Trump Is Launching A Commission To Investigate Widespread Voter Fraud Even Though There's No Evidence It Exists
Trump, who claimed with no evidence that voter fraud led to Hillary Clinton receiving more votes in the popular vote in the 2016 presidential election, is making a good on his promise to probe election practices.
President Trump issued an executive order on Thursday to investigate alleged voter fraud and suppression in US elections — months after he claimed, with zero evidence, that millions of people voted illegally in the 2016 election.
"The Commission will review policies and practices that enhance or undermine the American people's confidence in the integrity of Federal elections — including improper registrations, improper voting, fraudulent registrations, fraudulent voting, and voting suppression," a White House official said.

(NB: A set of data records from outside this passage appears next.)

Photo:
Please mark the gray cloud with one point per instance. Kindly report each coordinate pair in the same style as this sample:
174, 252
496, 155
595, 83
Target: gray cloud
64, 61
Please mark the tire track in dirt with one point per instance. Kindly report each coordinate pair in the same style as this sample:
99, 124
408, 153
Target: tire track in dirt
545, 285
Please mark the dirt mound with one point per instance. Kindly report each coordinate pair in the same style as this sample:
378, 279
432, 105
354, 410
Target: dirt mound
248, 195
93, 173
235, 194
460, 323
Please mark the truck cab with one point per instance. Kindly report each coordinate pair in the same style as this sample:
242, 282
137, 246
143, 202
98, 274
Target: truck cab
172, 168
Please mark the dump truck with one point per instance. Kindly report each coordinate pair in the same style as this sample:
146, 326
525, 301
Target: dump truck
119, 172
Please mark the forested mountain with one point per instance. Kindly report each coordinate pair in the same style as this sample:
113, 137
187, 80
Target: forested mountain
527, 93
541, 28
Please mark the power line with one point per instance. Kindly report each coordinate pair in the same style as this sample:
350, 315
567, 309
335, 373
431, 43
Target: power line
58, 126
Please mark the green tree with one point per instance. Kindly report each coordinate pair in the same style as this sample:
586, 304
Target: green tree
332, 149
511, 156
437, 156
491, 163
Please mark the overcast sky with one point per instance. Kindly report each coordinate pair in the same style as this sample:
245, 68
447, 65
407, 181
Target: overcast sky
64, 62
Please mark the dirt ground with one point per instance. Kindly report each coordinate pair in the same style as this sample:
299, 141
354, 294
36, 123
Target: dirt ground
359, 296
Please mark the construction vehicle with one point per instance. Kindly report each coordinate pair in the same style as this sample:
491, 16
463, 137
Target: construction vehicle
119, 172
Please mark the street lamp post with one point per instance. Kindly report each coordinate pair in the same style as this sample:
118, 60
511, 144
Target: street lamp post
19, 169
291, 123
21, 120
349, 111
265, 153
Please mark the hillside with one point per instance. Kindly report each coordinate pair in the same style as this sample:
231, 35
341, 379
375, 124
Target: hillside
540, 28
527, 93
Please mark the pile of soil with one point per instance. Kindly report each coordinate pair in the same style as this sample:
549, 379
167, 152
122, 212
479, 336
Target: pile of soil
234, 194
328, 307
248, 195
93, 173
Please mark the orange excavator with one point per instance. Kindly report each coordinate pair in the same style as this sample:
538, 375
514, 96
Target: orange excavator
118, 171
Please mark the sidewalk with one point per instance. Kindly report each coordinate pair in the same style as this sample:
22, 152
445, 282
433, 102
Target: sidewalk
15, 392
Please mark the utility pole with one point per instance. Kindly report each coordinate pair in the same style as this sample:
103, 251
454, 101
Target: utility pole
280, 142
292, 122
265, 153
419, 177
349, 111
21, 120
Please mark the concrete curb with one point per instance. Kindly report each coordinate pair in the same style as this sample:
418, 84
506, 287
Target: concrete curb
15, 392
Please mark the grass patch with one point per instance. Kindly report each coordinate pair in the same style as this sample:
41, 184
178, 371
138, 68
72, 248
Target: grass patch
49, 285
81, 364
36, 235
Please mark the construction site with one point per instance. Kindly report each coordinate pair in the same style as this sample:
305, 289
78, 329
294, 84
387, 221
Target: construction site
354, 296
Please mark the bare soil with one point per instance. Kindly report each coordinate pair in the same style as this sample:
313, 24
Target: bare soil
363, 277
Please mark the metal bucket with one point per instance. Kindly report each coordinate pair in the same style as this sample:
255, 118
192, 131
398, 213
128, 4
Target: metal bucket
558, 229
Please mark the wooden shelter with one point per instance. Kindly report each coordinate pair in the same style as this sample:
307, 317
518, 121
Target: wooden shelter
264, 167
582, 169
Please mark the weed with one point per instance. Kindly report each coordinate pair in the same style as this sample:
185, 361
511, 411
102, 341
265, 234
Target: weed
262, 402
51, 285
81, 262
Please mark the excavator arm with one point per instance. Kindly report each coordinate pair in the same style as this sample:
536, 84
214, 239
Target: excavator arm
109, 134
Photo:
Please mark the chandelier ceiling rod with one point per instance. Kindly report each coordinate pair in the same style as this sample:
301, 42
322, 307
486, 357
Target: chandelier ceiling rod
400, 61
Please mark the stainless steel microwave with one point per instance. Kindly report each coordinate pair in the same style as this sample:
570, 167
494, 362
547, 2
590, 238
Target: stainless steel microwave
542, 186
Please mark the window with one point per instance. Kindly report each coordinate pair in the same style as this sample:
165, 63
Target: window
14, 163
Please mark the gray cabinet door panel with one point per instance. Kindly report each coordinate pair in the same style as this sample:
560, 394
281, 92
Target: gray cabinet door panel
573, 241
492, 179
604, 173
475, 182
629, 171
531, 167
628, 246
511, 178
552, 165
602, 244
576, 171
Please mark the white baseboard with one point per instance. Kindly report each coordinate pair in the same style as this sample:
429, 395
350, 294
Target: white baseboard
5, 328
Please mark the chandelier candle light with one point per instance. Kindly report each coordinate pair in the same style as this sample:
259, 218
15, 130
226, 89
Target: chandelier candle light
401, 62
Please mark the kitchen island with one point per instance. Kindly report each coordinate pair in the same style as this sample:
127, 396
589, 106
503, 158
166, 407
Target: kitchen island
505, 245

Vice President Mike Pence and Kansas Secretary of State Kris Kobach will be named chair and vice chair of the commission.
A spokesman for Pence said in an email that besides Pence and Kobach, five additional members will be announced on Thursday. The list includes two Democrats: New Hampshire Secretary of State Bill Gardner and Maine Secretary of State Matthew Dunlap. Gardner and Dunlap did not immediately return requests for comment on Thursday.
The three Republicans to be named to the commission are Indiana Secretary of State Connie Lawson; Christy McCormick, a member of the federal Election Assistance Commission; and Ken Blackwell, a former Ohio secretary of state who is now a senior fellow at the Family Research Council. Lawson and Blackwell did not immediately return a request for comment; a representative of the Election Assistance Commission referred questions to the vice president's office.
According to the Pence spokesman, the full commission will be announced later.
Kobach's press secretary did not respond to an email asking for comment.
"The president is committed to the thorough review of voting issues in federal elections and that's exactly what this commission is tasked with doing," Deputy White House Press Secretary Sarah Huckabee Sanders said at Thursday's press briefing.Sanders said that the commission will provide the president with a report on their findings. "We expect the report will be complete by 2018," she said.
In the aftermath of the 2016 presidential election, Trump claimed — without evidence — that widespread voter fraud lead to Hillary Clinton receiving 3 million more popular votes than he did. Trump won the presidency via the Electoral College.
Days after his inauguration, Trump said in a series of tweets that he planned to launch a “major investigation” into voter fraud.
Kobach, one of Trump’s most strident defenders of the claim that rampant voter fraud exists, has been prosecuting cases in his home state of Kansas and has obtained nine convictions of voting fraud for this past election cycle. There are 1.8 million registered voters in Kansas.
Still, after achieving his ninth conviction last week, Kobach said, “This conviction demonstrates once again how prevalent the crime of double voting is. In Kansas, we are making it clear that people who willfully vote twice will be prosecuted.”
The Kansas City Star has criticized Kobach for wasting the state's taxpayer money on the issue, and mocked him in an editorial: “Keep this up, sir, and you may yet prove that of the 1.8 million registered voters in the state, the number of those who have perpetrated this crime is in the double digits.”
The New York Attorney General Eric Schneiderman, who wrote a letter to Congress earlier this year to report that his office did not find "one single substantiated claim of voter fraud in New York last year," pushed back on the need for the commission.
"No matter how many times President Trump claims otherwise, voter fraud is an imaginary problem," Schneiderman said in a statement.
Fearing that such a commission could lead to greater voter suppression, the American Civil Liberties Union responded to the announcement by urging professional election officials, elected officials, and other stakeholders to refuse to participate "in what will be a pretext for disenfranchising Americans."
“As President Trump’s own lawyers have said, ‘All available evidence suggests that the 2016 general election was not tainted by fraud or mistake,'" Dale Ho, director of the ACLU’s Voting Rights Project, said in a statement. "Signing a piece of paper will not make Trump’s false statements about voter fraud true."
"This commission, to be co-led by King of Voter Suppression Kris Kobach, is a sham," Ho added.